Dealing With Debt During a Recession

Nov 25, 2021 | Debt Relief

There has been enough chatter in the financial world about an impending recession over the last year, and it only continues to get louder. Besides, some experts are of the opinion that the country is already going through a recession, and all one can wait for is an official announcement. According to a Morgan Stanley article, the possibility of a recession across most econometric models has increased from 30% to around 60% in recent times. For anyone in considerable debt, it’s crucial to know how to move forward.

Reducing Debt

Reducing your debt is always a good idea, and it becomes doubly important when a recession is in sight. This is because there is no telling how your employment status or income might change in times to come. In an adverse situation, if you don’t have adequate savings, you might end up incurring even more debt. Besides, having high outstanding balances decrease your available credit limits, which you might need to access to deal with possible setbacks.

Avoiding High Interest Rates

It’s common for recession and high interest rates to go hand in hand, as appears to be the case now. In such a scenario, people who have debts with variable rates will witness an increase in interest charges, which, in turn, will lead to higher monthly payments. Bear in mind that credit card issuers can increase interest rates by informing their customers 45 days in advance, although revised rates will only apply to new transactions.

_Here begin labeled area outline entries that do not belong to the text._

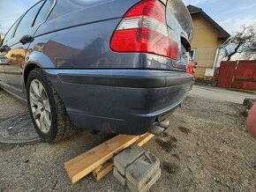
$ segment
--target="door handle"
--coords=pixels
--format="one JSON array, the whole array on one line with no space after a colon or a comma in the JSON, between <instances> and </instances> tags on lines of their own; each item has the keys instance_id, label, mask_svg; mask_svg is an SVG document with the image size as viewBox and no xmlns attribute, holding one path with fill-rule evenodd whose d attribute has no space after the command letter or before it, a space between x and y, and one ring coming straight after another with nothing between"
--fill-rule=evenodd
<instances>
[{"instance_id":1,"label":"door handle","mask_svg":"<svg viewBox=\"0 0 256 192\"><path fill-rule=\"evenodd\" d=\"M22 43L22 45L25 45L28 42L32 42L34 41L34 38L31 35L24 35L23 37L21 37L21 39L19 40L19 42Z\"/></svg>"}]
</instances>

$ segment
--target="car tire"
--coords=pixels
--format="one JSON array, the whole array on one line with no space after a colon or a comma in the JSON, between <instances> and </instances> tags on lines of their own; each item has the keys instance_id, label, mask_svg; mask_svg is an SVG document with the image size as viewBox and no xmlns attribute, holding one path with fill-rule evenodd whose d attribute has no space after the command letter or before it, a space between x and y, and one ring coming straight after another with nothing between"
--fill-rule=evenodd
<instances>
[{"instance_id":1,"label":"car tire","mask_svg":"<svg viewBox=\"0 0 256 192\"><path fill-rule=\"evenodd\" d=\"M36 68L30 72L26 96L32 122L42 140L55 143L77 132L65 106L41 69Z\"/></svg>"}]
</instances>

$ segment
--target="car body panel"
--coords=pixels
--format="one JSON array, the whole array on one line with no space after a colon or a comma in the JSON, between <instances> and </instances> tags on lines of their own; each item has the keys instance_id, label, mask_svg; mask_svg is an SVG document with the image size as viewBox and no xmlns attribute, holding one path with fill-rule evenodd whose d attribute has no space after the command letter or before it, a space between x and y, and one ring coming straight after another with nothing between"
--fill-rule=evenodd
<instances>
[{"instance_id":1,"label":"car body panel","mask_svg":"<svg viewBox=\"0 0 256 192\"><path fill-rule=\"evenodd\" d=\"M164 70L48 69L45 72L75 126L132 135L147 132L159 115L177 107L192 81L187 73Z\"/></svg>"},{"instance_id":2,"label":"car body panel","mask_svg":"<svg viewBox=\"0 0 256 192\"><path fill-rule=\"evenodd\" d=\"M7 74L5 84L1 73L0 85L26 100L25 74L30 66L36 66L50 80L75 126L131 135L147 132L159 116L179 107L192 76L186 72L186 51L183 52L181 41L189 40L189 34L175 17L169 30L179 45L177 60L110 49L115 29L138 2L55 2L46 22L19 37L30 34L32 42L22 45L17 37L5 43L11 47L5 55L12 64L0 66ZM20 61L11 60L11 51L18 50L22 52Z\"/></svg>"}]
</instances>

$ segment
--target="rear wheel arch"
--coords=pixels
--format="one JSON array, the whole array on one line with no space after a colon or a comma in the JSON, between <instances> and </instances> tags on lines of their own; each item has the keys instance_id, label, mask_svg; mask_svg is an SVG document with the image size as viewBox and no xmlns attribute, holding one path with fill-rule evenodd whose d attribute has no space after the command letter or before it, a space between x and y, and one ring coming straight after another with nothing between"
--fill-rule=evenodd
<instances>
[{"instance_id":1,"label":"rear wheel arch","mask_svg":"<svg viewBox=\"0 0 256 192\"><path fill-rule=\"evenodd\" d=\"M25 85L26 88L28 76L29 76L30 72L35 68L41 68L41 67L34 63L26 64L25 67L25 70L23 72L23 78L24 78L24 85Z\"/></svg>"}]
</instances>

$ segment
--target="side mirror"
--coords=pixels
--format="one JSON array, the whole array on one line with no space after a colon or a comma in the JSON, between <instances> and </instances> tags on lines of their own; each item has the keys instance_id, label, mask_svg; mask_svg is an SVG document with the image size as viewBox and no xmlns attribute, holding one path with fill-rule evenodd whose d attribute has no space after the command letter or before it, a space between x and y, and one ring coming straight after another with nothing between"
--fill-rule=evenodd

Should You Get an Adjustable-Rate Mortgage?

Mortgage rates have increased steadily in 2022, and there is no telling when this upward trend might stop or reverse. As a result, getting an adjustable-rate mortgage (ARM) might result in rising interest charges through the course of the loan. Besides, even if mortgage rates drop because of a recession, it’s only normal to expect them to increase again when the downturn ends. In a scenario where you see a dip in income and increasing interest charges, keeping up with your monthly payments might be easier said than done.

What If You Have Trouble Repaying Your Debt?

When the country’s financial condition takes a beating, just who it might affect and to what degree is tough to say. If you find yourself in a situation where dealing with debt seems like a challenge, it’s best to know what options you have.

  • Reduce your expenses. Reducing or eliminating non-essential expenses should be the first step.
  • Speak with your lenders.Most lenders are willing to provide alternative payment plans to customers who’re going through financial hardship, so discussing your situation with your lenders might be worth your while.
  • Debt consolidation. This requires that you consolidate existing debt by taking a new loan. The main aim of doing this is to save on interest charges.
  • Credit counseling. If you feel your debt has reached a level where it’s no longer possible to manage, you may benefit by seeking advice from a nonprofit credit counseling agency.
  • Debt settlement. You can get a debt relief attorney to negotiate with your lenders on your behalf, requesting that you be allowed to pay a lump sum amount that’s lower than the amount you actually owe.


The current-day scenario is indicative of a looming recession that may teach even the privileged an important lesson – there is no getting around the laws of economics. If you’re in considerable debt, now is as good a time as any to work on repaying it as quickly as possible. If you think you might have trouble doing so, consider seeking advice from an attorney who specializes in debt relief to learn of all possible alternatives.